Se i fumetti svelano “l’orrido” della guerra

Fumetto e cinema, in evidenza • Visualizzazioni: 2720

Si può raccontare a fumetti l’antifascismo senza medaglie, quello spontaneo dei nonni che se la vedono in Istria con il razzismo dei fascisti verso gli sloveni, poi con le foibe dei titini, che poi scappano verso l’Appennino modenese, dove li aspettano la linea gotica, i tedeschi, le bombe americane?

È quello che ha fatto in Orrido famigliare (Pop edizioni)Giorgio Franzaroli, già autore per “Frigidaire”, “l’Unità”, “Linus” e oggi per “Il Fatto Quotidiano”. Si tratta del suo primo romanzo a fumetti. Qui, in occasione della presentazione del libro a Milano, il 24 ottobre, ci racconta il perché di questa scelta, anticipandoci un brano tratto dall’introduzione 

La copertina di Orrido famigliare

di Giorgio Franzaroli

È una storia vera. È solo una delle tante vicende vissute dalla mia famiglia. Vicende che, raccontate oggi, sembrano incredibili, frutto dell’immaginazione, materiale buono per scriverci sopra – appunto – un romanzo.

Ma solo qualche decennio fa era normale vivere a stretto contatto con la morte e, mi si perdoni il gioco di parole, lo era fin dalla nascita, non solo in tempo di guerra.

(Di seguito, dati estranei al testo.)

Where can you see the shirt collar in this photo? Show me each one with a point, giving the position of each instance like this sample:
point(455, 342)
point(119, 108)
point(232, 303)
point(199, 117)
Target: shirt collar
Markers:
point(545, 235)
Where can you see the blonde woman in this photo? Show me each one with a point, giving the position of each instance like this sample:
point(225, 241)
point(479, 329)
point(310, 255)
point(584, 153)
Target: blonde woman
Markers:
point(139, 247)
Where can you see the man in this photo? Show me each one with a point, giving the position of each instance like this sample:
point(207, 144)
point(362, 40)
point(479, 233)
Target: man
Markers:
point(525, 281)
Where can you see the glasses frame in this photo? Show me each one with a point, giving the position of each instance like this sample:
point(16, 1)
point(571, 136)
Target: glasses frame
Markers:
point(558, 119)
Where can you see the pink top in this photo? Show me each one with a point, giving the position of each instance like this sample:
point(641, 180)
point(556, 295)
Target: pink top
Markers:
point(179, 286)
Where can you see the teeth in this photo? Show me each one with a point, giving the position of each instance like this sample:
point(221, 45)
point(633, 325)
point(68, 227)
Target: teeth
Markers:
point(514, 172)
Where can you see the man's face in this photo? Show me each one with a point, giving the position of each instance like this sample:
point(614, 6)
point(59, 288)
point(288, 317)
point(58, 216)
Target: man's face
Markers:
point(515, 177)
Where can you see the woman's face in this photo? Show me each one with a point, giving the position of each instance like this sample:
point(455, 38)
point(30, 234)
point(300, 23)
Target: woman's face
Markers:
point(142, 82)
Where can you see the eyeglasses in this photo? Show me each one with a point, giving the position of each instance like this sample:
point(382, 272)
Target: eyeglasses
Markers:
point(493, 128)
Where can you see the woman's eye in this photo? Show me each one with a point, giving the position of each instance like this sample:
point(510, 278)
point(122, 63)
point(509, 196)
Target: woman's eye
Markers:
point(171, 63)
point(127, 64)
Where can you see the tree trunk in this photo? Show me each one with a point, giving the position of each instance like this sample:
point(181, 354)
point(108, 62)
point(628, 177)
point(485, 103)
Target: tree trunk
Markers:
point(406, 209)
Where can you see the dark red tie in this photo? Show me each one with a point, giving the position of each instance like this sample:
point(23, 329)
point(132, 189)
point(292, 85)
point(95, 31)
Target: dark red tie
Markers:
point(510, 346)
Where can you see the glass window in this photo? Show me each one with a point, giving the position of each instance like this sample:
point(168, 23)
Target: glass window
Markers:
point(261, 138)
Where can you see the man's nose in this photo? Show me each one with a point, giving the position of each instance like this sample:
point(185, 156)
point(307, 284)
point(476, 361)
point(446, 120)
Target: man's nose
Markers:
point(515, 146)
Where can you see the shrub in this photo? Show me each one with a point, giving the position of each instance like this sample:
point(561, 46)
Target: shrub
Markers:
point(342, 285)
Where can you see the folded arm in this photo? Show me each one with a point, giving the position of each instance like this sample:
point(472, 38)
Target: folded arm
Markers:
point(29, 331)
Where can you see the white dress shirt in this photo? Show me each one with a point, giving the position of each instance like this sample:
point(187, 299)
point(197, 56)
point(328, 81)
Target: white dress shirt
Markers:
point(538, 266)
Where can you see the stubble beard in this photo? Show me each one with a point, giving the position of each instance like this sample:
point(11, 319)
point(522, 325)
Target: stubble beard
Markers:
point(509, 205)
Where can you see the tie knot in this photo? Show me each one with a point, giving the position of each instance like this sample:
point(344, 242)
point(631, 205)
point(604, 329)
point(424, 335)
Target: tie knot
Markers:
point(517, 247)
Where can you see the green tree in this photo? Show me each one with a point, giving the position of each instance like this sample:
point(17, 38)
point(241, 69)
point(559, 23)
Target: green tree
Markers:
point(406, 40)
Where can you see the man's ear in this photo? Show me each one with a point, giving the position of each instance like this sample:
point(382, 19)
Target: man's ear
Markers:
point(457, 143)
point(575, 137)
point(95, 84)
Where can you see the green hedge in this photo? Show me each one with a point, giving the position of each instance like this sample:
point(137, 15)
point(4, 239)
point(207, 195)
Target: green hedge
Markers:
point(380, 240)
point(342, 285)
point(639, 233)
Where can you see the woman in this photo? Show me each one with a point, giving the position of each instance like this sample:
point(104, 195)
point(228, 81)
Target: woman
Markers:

Anche nel periodo post-bellico, a cui sarebbe seguito il boom economico degli anni Sessanta, la mortalità infantile era alta, si moriva di setticemia, di polmonite, di malattie infettive come l’asiatica, tra le macerie delle città e dei paesi distrutti, nell’analfabetismo diffuso e nella miseria, che obbligava un gran numero di persone a non potersi permettere neppure un medico.

Ho cominciato a disegnare questa storia cinque anni fa, perché le storie di guerra che mi raccontava mia nonna (e mio padre, successivamente) non finissero nell’oblio, e perché mi sembrava utile integrare il vissuto di persone comuni con la Storia, anche per fare emergere eventi drammatici poco conosciuti grazie alle omissioni mirate della propaganda fascista.

Ma al mio iniziale entusiasmo è subentrato gradualmente un senso di disagio. La mia impostazione da vignettista satirico mi poneva in conflitto con gli strumenti che ritenevo necessari per poter disegnare una storia così complessa e drammatica. L’impronta umoristica emergeva qua e là, per poi degenerare in atmosfere lugubri. Temevo di contaminare la narrazione e confondere il lettore.

Come dicevo spesso ad amici e colleghi, questo fumetto era cominciato con i toni delle Sturmtruppen di Bonvi per poi prendere una piega alla Salò o le 120 giornate di Sodoma di Pasolini. Quindi ho deciso di sospendere il lavoro, quando ero arrivato praticamente a oltre metà dell’opera, nell’attesa di trovare il giusto registro per la narrazione. (…)

Tutti diventiamo vecchi, ma forse quelli che ci siamo lasciati indietro sono stati gli ultimi ad avere la consapevolezza che riuscire a invecchiare non è facile né scontato. Il libro è dedicato a loro, e mi piacerebbe che per le nuove generazioni possa diventare uno stimolo a esplorare la vita delle persone che ci hanno preceduto.

Senza avere paura di quello che potrebbero trovare.

Perché certi orridi possono essere bellissimi.